Ecrit par Maître RAISON Publié le 25 juin 2021

 

Fin du mandat de syndic

Fin du mandat du syndic par l’expiration de la durée de ses fonctions :

Principe : le mandat du syndic ne peut excéder 3 années :

 

L’article 28 du décret du 17 mars 1967 n°67-223 pose un principe d’ordre public selon lequel « les fonctions du syndic ne peuvent excéder trois années ».

 

À défaut d’une nouvelle désignation du syndic par l’assemblée générale, les fonctions du syndic cessent par l’expiration du délai fixé par l’assemblée générale lors de sa désignation à la majorité de l’article 25 de la loi du 10 juillet 1965.

 

La Cour de Cassation refuse de reconnaître à un syndic, dont le mandat est expiré, le droit d’expédier les affaires courantes jusqu’à la nomination de son successeur (Cour de Cassation, 3e Ch Civ, 3 juin 1987).

 

Le mandat du syndic restreint à une durée d’une année :

 

L’article 28 alinéa 2 du décret du 17 mars 1967 restreint le mandat du syndic à une durée d’une année lorsque « le syndic, son conjoint, le partenaire lié à lui par un pacte civil de solidarité, leurs commettants ou employeurs, leurs préposés, leurs parents ou alliés jusqu’au troisième degré inclus, ont directement ou indirectement, à quelque titre que ce soit, même par personne interposée, participé à la construction de l’immeuble ».

 

L’exception à une durée limitée du mandat du syndic : l’organisme d’habitation à loyer modéré (HLM) :

 

L’organisme d’HLM, en vertu de l’article L.443-15 du code de la construction et de l’habitation, demeure syndic jusqu’à ce qu’il y renonce.

 

Il peut renoncer à sa fonction de syndic en vendant son dernier logement au locataire ou en vendant les logements en sa possession à un autre organisme HLM qui devient alors syndic à son tour jusqu’à renonciation.

 

Disparition de la personne morale :

La disparition de la personne morale en charge des fonctions du syndic met fin au mandat du syndic.

 

La disparition de la personne morale peut être la conséquence de la dissolution de la personne morale désignée en qualité de syndic. Il en va de même pour la liquidation judiciaire a contrario le redressement judiciaire ne met pas fin au mandat.

 

La disparition du syndicat met également fin au mandat. Cette disparition intervient notamment à la suite d’une expropriation totale, d’une scission, de la réunion de l’ensemble des lots dans les mains d’une seule personne, de la liquidation en cas de destruction avec décision de ne pas reconstruire.

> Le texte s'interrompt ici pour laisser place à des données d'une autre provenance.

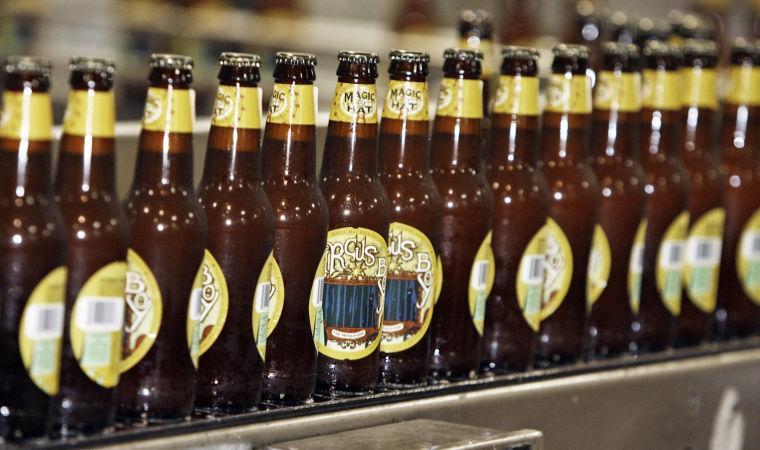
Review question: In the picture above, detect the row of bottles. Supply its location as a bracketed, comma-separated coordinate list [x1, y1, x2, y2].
[0, 37, 760, 439]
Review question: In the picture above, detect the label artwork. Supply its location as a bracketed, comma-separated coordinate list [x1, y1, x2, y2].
[119, 249, 163, 373]
[655, 212, 689, 316]
[330, 83, 377, 123]
[493, 75, 539, 116]
[436, 78, 483, 119]
[0, 88, 53, 141]
[309, 227, 388, 360]
[69, 262, 127, 388]
[683, 208, 726, 313]
[18, 267, 66, 395]
[516, 229, 546, 332]
[541, 219, 573, 320]
[380, 222, 441, 353]
[383, 80, 430, 121]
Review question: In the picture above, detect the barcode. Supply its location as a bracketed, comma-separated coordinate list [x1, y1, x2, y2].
[470, 261, 490, 290]
[520, 255, 544, 284]
[76, 297, 124, 331]
[24, 304, 63, 339]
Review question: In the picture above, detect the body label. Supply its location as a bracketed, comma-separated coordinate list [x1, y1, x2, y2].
[0, 88, 53, 141]
[586, 224, 612, 311]
[383, 80, 430, 121]
[436, 78, 483, 119]
[267, 83, 317, 125]
[516, 229, 546, 332]
[69, 261, 127, 388]
[380, 222, 441, 353]
[493, 75, 540, 116]
[309, 227, 388, 360]
[467, 231, 496, 336]
[63, 89, 116, 138]
[683, 208, 726, 313]
[211, 85, 261, 130]
[18, 267, 67, 395]
[655, 212, 689, 316]
[251, 253, 285, 360]
[142, 86, 195, 133]
[187, 249, 230, 366]
[330, 83, 377, 123]
[541, 218, 573, 320]
[546, 73, 591, 114]
[628, 219, 647, 314]
[119, 249, 163, 373]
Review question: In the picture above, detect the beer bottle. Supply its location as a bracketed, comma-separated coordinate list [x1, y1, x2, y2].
[586, 42, 646, 357]
[714, 40, 760, 338]
[262, 52, 327, 405]
[428, 48, 494, 379]
[379, 50, 443, 385]
[0, 56, 66, 442]
[310, 52, 390, 396]
[118, 54, 206, 423]
[480, 47, 548, 373]
[536, 44, 600, 365]
[676, 40, 725, 346]
[193, 53, 276, 413]
[51, 58, 128, 436]
[632, 41, 689, 352]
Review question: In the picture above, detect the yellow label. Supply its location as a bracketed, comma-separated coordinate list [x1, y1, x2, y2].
[515, 225, 546, 332]
[655, 212, 689, 316]
[119, 249, 163, 373]
[726, 65, 760, 106]
[142, 86, 195, 133]
[679, 67, 718, 109]
[641, 69, 683, 111]
[383, 80, 430, 120]
[380, 222, 440, 353]
[251, 253, 285, 360]
[330, 83, 377, 123]
[0, 88, 53, 141]
[63, 89, 116, 138]
[493, 75, 540, 116]
[586, 225, 612, 311]
[436, 78, 483, 119]
[187, 249, 230, 367]
[467, 231, 496, 336]
[594, 71, 641, 112]
[628, 219, 647, 314]
[69, 262, 127, 388]
[683, 208, 726, 313]
[309, 227, 388, 360]
[541, 219, 573, 320]
[267, 83, 317, 125]
[736, 209, 760, 305]
[18, 267, 66, 395]
[211, 84, 261, 130]
[546, 73, 591, 114]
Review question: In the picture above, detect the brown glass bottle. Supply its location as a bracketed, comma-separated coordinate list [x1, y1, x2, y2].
[714, 40, 760, 339]
[430, 49, 494, 379]
[586, 42, 646, 357]
[51, 58, 128, 436]
[195, 53, 274, 413]
[676, 40, 725, 346]
[632, 41, 689, 352]
[379, 50, 443, 385]
[315, 52, 390, 396]
[262, 52, 328, 405]
[480, 47, 548, 373]
[0, 56, 66, 441]
[536, 44, 600, 365]
[118, 54, 206, 423]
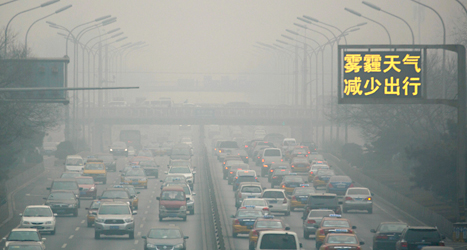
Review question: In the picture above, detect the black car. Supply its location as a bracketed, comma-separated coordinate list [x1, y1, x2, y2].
[370, 222, 407, 250]
[396, 227, 446, 250]
[44, 191, 79, 217]
[142, 226, 188, 250]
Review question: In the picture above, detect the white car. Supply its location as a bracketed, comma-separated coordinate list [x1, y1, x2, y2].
[19, 205, 56, 235]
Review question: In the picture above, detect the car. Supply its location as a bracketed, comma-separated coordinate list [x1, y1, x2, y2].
[2, 228, 45, 249]
[141, 225, 189, 250]
[230, 208, 264, 238]
[314, 168, 336, 188]
[319, 233, 365, 250]
[19, 205, 56, 235]
[235, 182, 263, 208]
[255, 230, 303, 250]
[75, 176, 97, 199]
[261, 189, 290, 216]
[370, 221, 408, 250]
[261, 148, 284, 176]
[303, 193, 341, 217]
[342, 187, 373, 214]
[315, 214, 357, 249]
[122, 166, 148, 189]
[248, 215, 290, 250]
[44, 190, 79, 217]
[166, 182, 196, 214]
[165, 166, 196, 189]
[326, 175, 354, 195]
[268, 162, 290, 182]
[94, 201, 137, 239]
[396, 226, 446, 250]
[280, 173, 307, 195]
[290, 184, 315, 211]
[156, 186, 187, 221]
[65, 155, 84, 172]
[83, 158, 107, 184]
[109, 141, 128, 157]
[302, 209, 334, 239]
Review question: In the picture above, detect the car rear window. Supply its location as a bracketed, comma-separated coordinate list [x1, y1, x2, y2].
[260, 234, 297, 249]
[264, 149, 281, 156]
[405, 229, 441, 242]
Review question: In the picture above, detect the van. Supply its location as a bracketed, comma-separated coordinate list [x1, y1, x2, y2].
[157, 186, 187, 221]
[65, 155, 84, 172]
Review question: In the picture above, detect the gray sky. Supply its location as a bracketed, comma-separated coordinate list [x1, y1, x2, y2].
[0, 0, 467, 84]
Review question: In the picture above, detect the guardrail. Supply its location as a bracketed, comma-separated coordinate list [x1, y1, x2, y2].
[334, 156, 454, 238]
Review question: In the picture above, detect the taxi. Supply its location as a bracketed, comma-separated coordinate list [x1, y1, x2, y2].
[290, 184, 315, 211]
[319, 233, 365, 250]
[315, 214, 357, 249]
[121, 166, 148, 189]
[83, 158, 107, 184]
[114, 185, 140, 210]
[280, 173, 304, 194]
[248, 215, 290, 250]
[230, 208, 264, 238]
[313, 168, 335, 188]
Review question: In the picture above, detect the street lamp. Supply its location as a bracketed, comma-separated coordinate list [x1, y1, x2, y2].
[362, 1, 415, 45]
[344, 8, 392, 44]
[24, 4, 73, 51]
[5, 0, 60, 57]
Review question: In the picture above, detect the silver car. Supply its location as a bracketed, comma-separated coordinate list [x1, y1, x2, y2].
[342, 187, 373, 214]
[94, 202, 136, 239]
[261, 189, 290, 216]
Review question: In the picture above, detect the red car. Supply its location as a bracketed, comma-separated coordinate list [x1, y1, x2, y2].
[75, 176, 97, 199]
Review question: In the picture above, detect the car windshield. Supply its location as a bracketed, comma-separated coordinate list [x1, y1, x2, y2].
[161, 191, 186, 201]
[7, 231, 41, 241]
[260, 234, 297, 249]
[76, 178, 94, 185]
[347, 188, 370, 195]
[66, 158, 83, 166]
[98, 205, 130, 215]
[169, 167, 191, 174]
[242, 186, 261, 193]
[101, 190, 130, 199]
[243, 199, 268, 207]
[236, 209, 264, 218]
[84, 163, 105, 170]
[255, 220, 283, 228]
[263, 191, 284, 198]
[327, 235, 358, 244]
[148, 229, 182, 239]
[378, 223, 407, 233]
[323, 220, 350, 228]
[23, 207, 53, 217]
[52, 181, 78, 190]
[47, 192, 76, 200]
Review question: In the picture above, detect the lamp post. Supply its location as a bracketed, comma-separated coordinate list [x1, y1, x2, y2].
[344, 8, 392, 44]
[5, 0, 60, 57]
[362, 1, 415, 45]
[24, 4, 73, 51]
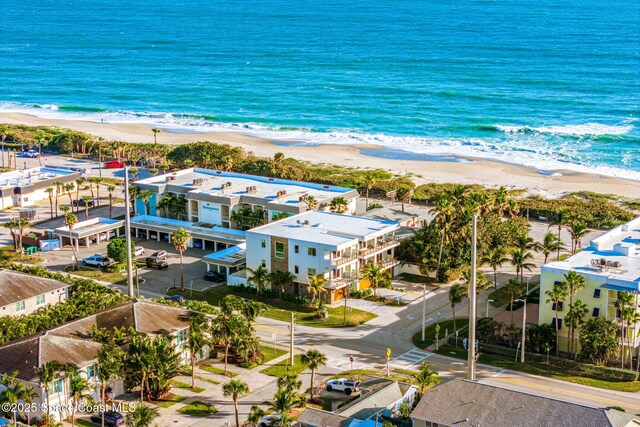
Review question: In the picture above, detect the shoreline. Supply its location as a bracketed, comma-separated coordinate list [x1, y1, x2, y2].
[0, 113, 640, 198]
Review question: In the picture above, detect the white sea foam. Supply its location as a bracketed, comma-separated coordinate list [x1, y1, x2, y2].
[0, 103, 640, 181]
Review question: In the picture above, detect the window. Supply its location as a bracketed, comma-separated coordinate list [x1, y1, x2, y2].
[551, 317, 562, 330]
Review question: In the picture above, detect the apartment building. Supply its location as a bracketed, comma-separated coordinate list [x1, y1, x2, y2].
[241, 211, 400, 303]
[539, 217, 640, 355]
[0, 269, 69, 316]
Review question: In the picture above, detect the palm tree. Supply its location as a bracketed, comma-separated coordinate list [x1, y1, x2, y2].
[480, 246, 509, 289]
[411, 362, 438, 396]
[301, 349, 329, 400]
[509, 248, 535, 283]
[170, 227, 191, 289]
[307, 274, 327, 302]
[545, 282, 568, 357]
[569, 221, 589, 254]
[540, 231, 565, 264]
[222, 380, 249, 427]
[107, 184, 116, 218]
[504, 279, 522, 324]
[362, 263, 389, 297]
[449, 283, 467, 331]
[564, 270, 587, 353]
[247, 265, 270, 295]
[151, 128, 160, 144]
[35, 360, 61, 414]
[124, 404, 160, 427]
[69, 371, 93, 426]
[184, 313, 209, 389]
[329, 196, 349, 214]
[44, 187, 53, 219]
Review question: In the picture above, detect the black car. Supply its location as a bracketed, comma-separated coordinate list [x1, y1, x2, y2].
[144, 257, 169, 270]
[91, 411, 124, 427]
[202, 271, 227, 283]
[71, 199, 95, 208]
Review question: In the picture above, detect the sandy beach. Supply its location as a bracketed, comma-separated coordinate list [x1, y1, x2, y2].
[0, 113, 640, 198]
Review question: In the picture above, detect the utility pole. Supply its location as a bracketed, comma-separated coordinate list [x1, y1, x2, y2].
[467, 214, 478, 381]
[422, 285, 427, 342]
[124, 166, 135, 298]
[289, 311, 295, 366]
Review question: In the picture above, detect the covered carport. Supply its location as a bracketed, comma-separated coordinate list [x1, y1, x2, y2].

La résiliation du contrat du syndic :

La résiliation prématurée du contrat du syndic est prévue à l’article 18. VIII de la loi du 10 juillet 1965, modifié par la loi n°2020-105 du 10 février 2020 entrant en vigueur au 1er janvier 2022. Elle peut être faite à l’initiative d’une des parties au contrat. Cette résiliation ne peut intervenir uniquement en cas d’inexécution suffisamment grave de l’une des parties.

 

La résiliation du contrat du syndic par le syndic :

 

Pour mettre fin à son contrat, le syndic doit notifier sa volonté de mettre fin à ses fonctions au président du conseil syndical, ou à défaut de conseil syndical, à l’ensemble des copropriétaires. La notification doit contenir les inexécutions reprochées au syndicat des copropriétaires.

 

Cette notification doit prévoir un préavis qui ne peut être inférieur à 2 mois.

 

La résiliation du contrat du syndic par le conseil syndical : 

 

Le conseil syndical doit notifier au syndic une demande motivée d’inscrire à l’ordre du jour la question de la désignation d’un nouveau syndic de la prochaine assemblée générale en précisant les inexécutions reprochées au syndic. L’assemblée générale doit procéder à un vote à la majorité de l’article 25 de la loi du 10 juillet 1965 pour résilier le contrat du syndic.

 

Dans l’hypothèse où le syndic refuse d’inscrire à l’ordre du jours la question de la désignation d’un nouveau syndic, l’article 8 du décret du 17 mars 1967 n°67-223 permet de convoquer l’assemblée générale de plein droit par le conseil syndical après mise en demeure du syndic restée infructueuse après 8 jours.

 

Dans la même hypothèse, l’article 50 du décret du 17 mars 1967 n°67-223 permet pour tout copropriétaire de saisir le président du tribunal judiciaire statuant en matière de référé aux fins d’habiliter un copropriétaire ou un mandataire de justice à l’effet de convoquer l’assemblée générale. Une mise en demeure du syndic restée infructueuse pendant plus de 8 jours doit précéder l’assignation à peine d’irrecevabilité.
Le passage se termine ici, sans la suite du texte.